宮崎ラーメン事情 独断と偏見に満ちたその1

 物心ついたころから麺類が好きだった。当時はまだラーメンなるものは日常生活に登場していなかった。商品として存在はしていたが、我が家の食卓に上がるのは確か小学校に入ってからだと思う。未だにラーメンが麺類では一番好きであるが、ソバやうどん、ソーメンに冷麦、ビーフンに至るまでつるつるっとイケる食べ物はすべて好きである。あ、つるつるとはいけない焼きそばというものをどうするかという問題点もあるが、焼きそば・焼うどんも含めて麺類大好き人間である。したがって女性に対しても面食いである。もっとも、僕の女性の好みは趣味が悪いと友人・知人・家族からよく言われる。本人はいたって辛亥革命である。違った、新谷である、これも違うか、心外である。僕が好きなのは菅野美穂ちゃん、沢尻エリカ姫、深キョン、大御所高島礼子、あ、高島礼子ってエリカ姫に似てるよね。ゴホン、そんな話はどうでもいいか。本日は宮崎ラーメンの現状と問題点について深く考察するエントリーにするのだった。

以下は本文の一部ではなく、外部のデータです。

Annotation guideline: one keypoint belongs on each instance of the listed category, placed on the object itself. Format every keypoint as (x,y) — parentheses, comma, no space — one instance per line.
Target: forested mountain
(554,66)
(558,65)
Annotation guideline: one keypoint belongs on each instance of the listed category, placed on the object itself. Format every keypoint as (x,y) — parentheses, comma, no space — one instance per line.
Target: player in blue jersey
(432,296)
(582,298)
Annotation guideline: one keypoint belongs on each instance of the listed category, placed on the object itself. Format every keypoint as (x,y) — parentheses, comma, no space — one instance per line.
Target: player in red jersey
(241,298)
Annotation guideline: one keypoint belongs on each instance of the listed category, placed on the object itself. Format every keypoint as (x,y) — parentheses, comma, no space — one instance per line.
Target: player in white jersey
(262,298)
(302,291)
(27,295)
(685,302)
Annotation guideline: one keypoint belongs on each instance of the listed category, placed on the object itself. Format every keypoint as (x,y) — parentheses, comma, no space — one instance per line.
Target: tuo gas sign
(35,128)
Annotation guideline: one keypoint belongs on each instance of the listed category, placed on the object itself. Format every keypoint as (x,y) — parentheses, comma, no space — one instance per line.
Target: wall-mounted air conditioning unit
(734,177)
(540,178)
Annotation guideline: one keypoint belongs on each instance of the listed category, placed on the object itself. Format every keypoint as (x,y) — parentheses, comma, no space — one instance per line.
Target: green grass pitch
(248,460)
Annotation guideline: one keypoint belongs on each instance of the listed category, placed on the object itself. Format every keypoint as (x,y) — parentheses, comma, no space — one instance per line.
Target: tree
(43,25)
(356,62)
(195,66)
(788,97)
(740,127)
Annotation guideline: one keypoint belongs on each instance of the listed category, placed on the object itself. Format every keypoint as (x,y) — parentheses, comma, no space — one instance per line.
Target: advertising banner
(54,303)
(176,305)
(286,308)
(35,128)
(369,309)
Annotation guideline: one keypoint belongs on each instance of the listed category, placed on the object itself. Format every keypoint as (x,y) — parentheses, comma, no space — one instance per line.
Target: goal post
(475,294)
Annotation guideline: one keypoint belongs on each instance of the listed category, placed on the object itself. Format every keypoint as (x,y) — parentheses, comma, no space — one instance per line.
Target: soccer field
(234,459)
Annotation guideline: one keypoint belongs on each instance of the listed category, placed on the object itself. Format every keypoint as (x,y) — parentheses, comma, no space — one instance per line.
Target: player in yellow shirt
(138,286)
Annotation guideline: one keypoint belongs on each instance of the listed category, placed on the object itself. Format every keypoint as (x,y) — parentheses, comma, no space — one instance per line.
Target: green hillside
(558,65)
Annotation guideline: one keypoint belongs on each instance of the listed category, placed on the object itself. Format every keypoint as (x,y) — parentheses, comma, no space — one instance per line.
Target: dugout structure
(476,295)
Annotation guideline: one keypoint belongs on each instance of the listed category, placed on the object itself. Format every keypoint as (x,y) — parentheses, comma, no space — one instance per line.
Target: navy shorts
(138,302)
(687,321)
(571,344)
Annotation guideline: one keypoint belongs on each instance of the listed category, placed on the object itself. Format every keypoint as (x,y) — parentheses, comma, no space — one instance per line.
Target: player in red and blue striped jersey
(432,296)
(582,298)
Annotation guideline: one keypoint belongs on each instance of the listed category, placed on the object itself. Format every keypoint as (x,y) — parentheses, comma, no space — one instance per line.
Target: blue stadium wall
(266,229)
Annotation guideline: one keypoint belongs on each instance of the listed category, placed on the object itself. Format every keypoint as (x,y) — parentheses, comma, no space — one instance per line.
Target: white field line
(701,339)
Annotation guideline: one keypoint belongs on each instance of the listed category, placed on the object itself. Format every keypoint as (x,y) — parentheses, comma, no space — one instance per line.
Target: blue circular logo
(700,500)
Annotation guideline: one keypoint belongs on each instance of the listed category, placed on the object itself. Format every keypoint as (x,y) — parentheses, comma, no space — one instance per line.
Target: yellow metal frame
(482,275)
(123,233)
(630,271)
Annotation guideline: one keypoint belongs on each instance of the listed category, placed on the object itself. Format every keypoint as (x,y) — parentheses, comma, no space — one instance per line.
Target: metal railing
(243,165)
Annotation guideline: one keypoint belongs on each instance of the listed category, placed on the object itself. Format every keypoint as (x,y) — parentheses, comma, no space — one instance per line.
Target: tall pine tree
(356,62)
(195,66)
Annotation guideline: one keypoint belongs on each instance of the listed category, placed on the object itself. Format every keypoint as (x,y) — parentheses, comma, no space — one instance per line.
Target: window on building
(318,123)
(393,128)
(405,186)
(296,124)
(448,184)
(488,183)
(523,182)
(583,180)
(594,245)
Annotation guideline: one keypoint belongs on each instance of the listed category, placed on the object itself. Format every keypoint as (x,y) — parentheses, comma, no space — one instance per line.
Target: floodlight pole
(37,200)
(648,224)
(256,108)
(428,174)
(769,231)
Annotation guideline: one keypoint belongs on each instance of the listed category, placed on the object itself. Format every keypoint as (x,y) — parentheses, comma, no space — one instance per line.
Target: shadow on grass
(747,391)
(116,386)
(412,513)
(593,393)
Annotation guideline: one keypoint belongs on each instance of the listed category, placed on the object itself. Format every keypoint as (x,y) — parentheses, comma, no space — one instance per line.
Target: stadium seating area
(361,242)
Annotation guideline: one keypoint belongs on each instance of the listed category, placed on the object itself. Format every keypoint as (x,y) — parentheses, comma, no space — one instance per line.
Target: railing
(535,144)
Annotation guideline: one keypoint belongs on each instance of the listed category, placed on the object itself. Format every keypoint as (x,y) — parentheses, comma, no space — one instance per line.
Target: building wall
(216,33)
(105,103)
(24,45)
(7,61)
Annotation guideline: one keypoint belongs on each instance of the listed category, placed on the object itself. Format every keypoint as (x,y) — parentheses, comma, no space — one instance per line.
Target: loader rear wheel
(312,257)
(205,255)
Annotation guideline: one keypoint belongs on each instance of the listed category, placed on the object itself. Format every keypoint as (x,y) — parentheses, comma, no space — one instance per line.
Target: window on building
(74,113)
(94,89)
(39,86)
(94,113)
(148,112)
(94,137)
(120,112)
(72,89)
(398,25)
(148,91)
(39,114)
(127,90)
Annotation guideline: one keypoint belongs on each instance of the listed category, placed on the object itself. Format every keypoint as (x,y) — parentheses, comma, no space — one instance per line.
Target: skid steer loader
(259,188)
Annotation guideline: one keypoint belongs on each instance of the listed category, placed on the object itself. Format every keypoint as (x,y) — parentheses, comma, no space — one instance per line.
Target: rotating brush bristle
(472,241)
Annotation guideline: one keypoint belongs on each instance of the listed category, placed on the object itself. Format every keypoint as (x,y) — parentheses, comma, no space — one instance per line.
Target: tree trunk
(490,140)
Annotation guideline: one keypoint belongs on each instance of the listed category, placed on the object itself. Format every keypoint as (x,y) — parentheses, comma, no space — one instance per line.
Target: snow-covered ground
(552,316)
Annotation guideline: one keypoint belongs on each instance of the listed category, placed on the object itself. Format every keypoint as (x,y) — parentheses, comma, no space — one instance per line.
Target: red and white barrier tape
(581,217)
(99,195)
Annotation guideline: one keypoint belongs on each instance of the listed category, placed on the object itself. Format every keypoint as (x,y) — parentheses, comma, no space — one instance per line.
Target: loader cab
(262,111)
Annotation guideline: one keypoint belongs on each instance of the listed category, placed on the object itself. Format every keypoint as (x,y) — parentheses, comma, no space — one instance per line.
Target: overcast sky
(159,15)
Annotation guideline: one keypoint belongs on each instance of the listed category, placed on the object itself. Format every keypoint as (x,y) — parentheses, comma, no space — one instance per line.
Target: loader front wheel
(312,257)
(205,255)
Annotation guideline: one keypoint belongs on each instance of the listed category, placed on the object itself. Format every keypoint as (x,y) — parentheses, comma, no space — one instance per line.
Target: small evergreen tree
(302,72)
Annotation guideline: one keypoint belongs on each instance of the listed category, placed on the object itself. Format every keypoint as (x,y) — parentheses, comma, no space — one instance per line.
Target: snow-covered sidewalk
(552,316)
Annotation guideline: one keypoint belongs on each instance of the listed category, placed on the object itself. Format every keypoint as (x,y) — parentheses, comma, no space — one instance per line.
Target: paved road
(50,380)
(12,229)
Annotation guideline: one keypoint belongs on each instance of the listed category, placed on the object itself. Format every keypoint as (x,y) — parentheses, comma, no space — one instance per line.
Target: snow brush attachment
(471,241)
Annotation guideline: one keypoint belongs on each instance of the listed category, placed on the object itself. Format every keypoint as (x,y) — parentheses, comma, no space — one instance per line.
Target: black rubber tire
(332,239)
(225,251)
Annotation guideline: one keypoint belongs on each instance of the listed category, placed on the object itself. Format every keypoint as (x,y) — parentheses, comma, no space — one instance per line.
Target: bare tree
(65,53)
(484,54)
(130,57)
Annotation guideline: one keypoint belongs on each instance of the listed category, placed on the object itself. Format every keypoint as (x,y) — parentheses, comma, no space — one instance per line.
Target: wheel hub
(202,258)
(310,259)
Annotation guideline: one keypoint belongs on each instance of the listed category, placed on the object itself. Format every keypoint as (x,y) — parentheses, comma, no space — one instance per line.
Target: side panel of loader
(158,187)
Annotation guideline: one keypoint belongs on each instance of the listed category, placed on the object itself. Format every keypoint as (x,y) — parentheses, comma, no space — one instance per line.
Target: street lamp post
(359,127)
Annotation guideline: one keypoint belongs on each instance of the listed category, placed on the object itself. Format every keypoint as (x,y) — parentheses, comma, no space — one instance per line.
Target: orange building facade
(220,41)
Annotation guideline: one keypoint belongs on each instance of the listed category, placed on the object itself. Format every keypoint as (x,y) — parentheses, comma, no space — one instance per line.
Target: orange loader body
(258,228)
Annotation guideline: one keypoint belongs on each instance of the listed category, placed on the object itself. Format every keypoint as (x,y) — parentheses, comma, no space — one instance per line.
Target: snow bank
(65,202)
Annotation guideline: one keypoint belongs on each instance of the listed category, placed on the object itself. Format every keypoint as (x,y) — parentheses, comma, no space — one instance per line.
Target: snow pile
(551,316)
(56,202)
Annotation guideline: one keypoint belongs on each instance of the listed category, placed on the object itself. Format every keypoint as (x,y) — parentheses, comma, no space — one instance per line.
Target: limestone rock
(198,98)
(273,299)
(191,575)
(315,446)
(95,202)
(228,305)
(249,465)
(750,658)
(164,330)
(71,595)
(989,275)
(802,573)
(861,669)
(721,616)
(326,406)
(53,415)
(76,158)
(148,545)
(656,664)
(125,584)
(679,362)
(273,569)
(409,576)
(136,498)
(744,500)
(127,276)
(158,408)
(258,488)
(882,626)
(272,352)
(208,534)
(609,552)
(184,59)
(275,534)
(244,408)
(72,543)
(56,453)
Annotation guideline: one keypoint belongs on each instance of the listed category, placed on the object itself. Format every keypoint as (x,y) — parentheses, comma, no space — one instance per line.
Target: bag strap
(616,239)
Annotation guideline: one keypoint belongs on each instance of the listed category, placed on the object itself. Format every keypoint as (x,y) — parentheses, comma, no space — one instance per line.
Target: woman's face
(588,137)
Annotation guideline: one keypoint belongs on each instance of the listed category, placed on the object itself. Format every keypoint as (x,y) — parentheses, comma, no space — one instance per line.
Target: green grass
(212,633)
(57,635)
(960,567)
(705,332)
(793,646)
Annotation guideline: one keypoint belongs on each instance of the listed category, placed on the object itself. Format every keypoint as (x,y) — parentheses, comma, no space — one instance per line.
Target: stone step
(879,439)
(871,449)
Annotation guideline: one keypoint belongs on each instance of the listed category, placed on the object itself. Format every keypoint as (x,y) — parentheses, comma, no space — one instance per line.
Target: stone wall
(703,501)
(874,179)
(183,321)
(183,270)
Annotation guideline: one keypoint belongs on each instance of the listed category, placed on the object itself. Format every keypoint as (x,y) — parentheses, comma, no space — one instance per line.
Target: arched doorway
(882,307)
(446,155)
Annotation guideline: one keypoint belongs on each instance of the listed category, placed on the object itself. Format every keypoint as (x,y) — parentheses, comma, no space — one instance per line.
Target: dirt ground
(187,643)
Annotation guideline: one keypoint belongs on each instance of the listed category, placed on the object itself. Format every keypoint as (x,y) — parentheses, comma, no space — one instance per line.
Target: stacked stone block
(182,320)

 インスタントラーメン、昭和30年代は即席ラーメンと言っていたが、そのインスタントラーメンを始めて食べたのは多分3歳か、4歳くらいでご存知日清のチキンラーメンである。昭和33年8月に発売されたので、当時の流通関係などを考えて、我が地元ディープ南九州に入ってきたのは、おそらくその1年後になるので年齢的に合致する。ただ、ここでちょっとした疑問が生じる。我らがアベックラーメンは昭和35年発売である。お隣の熊本で当時は住尾のアベックラーメンとして売り出されており、こちらを先に食べた可能性もある。またおやつとして子供たちに人気のあったベビースターラーメンも昭和34年に売り出されているから、最初に食べたインスタントラーメンは実はポリポリかじるベビースターラーメンだったかもしれない。いや、ちょっと待て。ベビースターラーメンが流通する条件として、先にラーメンに対する認知度が高まっていないと需要は喚起されないはずだ。したがっておやつのベビースターラーメンを先に食べるとは思えない。やはりチキンラーメンかアベックラーメンのどちらかだ。などとやり始めるとインスタントラーメンの話で終わる危険性があるので、急いで、いわゆるお店のラーメンを始めて食べたのはいつだったか思い出してみる。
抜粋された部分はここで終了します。